10 consejos para escribir un micro/mini

1. Un microcuento es una historia mínima que no necesita más que unas pocas líneas para ser contada, y no el resumen de un cuento más largo.
2. Un microcuento no es una anécdota, ni una greguería, ni una ocurrencia. Como todos los relatos, el microcuento tiene planteamiento, nudo y desenlace.
3. Habitualmente el periodo de tiempo que se cuente será pequeño. Es decir, no transcurrirá mucho tiempo entre el principio y el final de la historia.
4. Conviene evitar la proliferación de personajes. Por lo general, para un microcuento tres personajes ya son multitud5. El microcuento suele suceder en un solo escenario, dos a lo sumo. Son raros los microcuentos con escenarios múltiples.
6. Para evitar alargarnos en la presentación y descripción de espacios y personajes, es aconsejable seleccionar bien los detalles con los que serán descritos. Un detalle bien elegido puede decirlo todo.
7. Un microcuento es, sobre todo, un ejercicio de precisión en el contar y en el uso del lenguaje. Es muy importante seleccionar drásticamente lo que se cuenta (y también lo que no se cuenta), y encontrar las palabras justas que lo cuenten mejor. Por esta razón, en un microcuento el título es esencial: no ha de ser superfluo, es bueno que entre a formar parte de la historia y, con una extensión mínima, ha de desvelar algo importante.

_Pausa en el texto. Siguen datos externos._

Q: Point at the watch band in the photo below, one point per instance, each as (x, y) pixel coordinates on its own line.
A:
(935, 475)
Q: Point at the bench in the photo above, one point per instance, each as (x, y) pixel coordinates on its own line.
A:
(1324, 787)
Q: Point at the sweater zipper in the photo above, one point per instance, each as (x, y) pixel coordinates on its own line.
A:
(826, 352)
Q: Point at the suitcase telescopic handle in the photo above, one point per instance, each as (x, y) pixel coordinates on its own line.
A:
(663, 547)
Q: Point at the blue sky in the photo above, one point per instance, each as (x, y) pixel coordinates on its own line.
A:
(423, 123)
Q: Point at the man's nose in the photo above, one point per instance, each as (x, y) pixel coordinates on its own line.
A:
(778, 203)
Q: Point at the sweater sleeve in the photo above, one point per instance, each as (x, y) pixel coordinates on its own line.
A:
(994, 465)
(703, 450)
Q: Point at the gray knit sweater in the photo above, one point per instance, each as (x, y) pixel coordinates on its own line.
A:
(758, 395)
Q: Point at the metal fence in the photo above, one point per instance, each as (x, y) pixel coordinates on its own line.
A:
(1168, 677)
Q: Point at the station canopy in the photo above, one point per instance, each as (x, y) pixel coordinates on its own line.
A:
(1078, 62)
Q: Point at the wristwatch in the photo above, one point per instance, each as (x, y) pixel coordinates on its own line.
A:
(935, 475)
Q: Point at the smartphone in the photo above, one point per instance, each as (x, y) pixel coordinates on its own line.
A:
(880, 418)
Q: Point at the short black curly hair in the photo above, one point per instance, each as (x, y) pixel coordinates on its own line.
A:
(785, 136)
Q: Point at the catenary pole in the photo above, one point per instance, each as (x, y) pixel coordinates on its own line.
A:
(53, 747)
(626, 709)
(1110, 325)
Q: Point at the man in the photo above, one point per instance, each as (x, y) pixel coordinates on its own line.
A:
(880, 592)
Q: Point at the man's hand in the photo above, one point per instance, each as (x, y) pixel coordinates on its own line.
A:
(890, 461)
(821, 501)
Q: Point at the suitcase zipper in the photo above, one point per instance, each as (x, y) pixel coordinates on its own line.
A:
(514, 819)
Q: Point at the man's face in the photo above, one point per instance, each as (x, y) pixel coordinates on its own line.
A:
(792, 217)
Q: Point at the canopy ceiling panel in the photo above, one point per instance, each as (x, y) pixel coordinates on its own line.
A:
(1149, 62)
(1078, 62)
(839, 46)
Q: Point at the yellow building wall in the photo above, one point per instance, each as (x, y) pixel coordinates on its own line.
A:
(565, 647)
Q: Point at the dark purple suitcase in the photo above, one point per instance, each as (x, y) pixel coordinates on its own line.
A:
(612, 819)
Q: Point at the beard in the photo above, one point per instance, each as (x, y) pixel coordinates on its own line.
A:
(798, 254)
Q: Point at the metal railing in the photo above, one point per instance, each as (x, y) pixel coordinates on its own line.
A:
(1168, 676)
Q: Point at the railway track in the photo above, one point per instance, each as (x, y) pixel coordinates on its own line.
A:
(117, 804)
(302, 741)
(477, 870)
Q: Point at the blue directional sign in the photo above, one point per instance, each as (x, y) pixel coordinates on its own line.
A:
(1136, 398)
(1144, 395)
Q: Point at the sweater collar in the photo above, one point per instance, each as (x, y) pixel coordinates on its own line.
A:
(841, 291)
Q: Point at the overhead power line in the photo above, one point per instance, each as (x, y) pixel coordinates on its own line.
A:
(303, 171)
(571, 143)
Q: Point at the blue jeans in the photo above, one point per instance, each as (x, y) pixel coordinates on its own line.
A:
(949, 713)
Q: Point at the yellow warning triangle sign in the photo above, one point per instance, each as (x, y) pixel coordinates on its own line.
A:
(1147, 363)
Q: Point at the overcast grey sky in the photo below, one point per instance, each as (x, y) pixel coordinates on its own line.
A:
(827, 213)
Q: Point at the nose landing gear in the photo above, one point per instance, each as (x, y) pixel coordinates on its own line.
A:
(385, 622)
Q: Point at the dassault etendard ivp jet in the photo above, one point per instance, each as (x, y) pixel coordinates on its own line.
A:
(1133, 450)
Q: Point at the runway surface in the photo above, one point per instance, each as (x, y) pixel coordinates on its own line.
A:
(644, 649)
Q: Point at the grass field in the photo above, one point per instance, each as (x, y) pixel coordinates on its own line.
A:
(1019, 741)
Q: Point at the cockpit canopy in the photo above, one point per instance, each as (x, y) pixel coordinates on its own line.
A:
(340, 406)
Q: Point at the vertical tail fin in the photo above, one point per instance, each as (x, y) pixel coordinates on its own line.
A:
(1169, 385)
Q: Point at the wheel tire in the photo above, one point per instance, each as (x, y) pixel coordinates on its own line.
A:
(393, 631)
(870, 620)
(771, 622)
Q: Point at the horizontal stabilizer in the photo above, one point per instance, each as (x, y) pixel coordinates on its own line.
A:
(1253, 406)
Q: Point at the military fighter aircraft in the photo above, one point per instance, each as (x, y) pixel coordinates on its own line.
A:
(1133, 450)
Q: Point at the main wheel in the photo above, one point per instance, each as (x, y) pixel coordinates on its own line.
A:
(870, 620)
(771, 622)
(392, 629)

8. Pese a su reducida extensión y a lo mínimo del suceso que narran, los microcuentos suelen tener un significado de orden superior. Es decir cuentan algo muy pequeño, pero que tiene un significado muy grande.
9. Es muy conveniente evitar las descripciones abstractas, las explicaciones, los juicios de valor y nunca hay que tratar de convencer al lector de lo que tiene que sentir. Contar cuentos es pintar con palabras, dibujar las escenas ante los ojos del lector para que este pueda conmoverse (o no) con ellas.
10. Piensa distinto, no te conformes, huye de los tópicos. Uno no escribe (ni microcuentos ni nada) para contar lo que ya se ha dicho mil veces.
Pareciera que con esta receta mágica, un amigo de las letras puede sentarse a escribir un microcuento. Error. Después de leer la decena de recomendaciones, al menos en mi caso, quedo con una gran confusión y cierta desorientación. No es tan fácil todo esto, me dije, y empecé a abrir algunas ventanas para ver la luz. Me encontré con un nuevo decálogo, pero esta vez, con la obra terminada. Leamos:
I
El rey dejó su caballo y caminó por el bosque. Es increíble que se conserve tan bien después de treinta años. Sin perder las esperanzas, corrió la vitrina y la besó dos veces, como cada mañana. Ella no despertó. Los enanos son excelentes embalsamadores.
II
Abrió la ventana y lo invitó a subir. Escuchó sus versos de amor sonrojada, palpitando de deseo en cada palabra. Lo besó con su boca adolescente, dulce como un damasco lleno de miel.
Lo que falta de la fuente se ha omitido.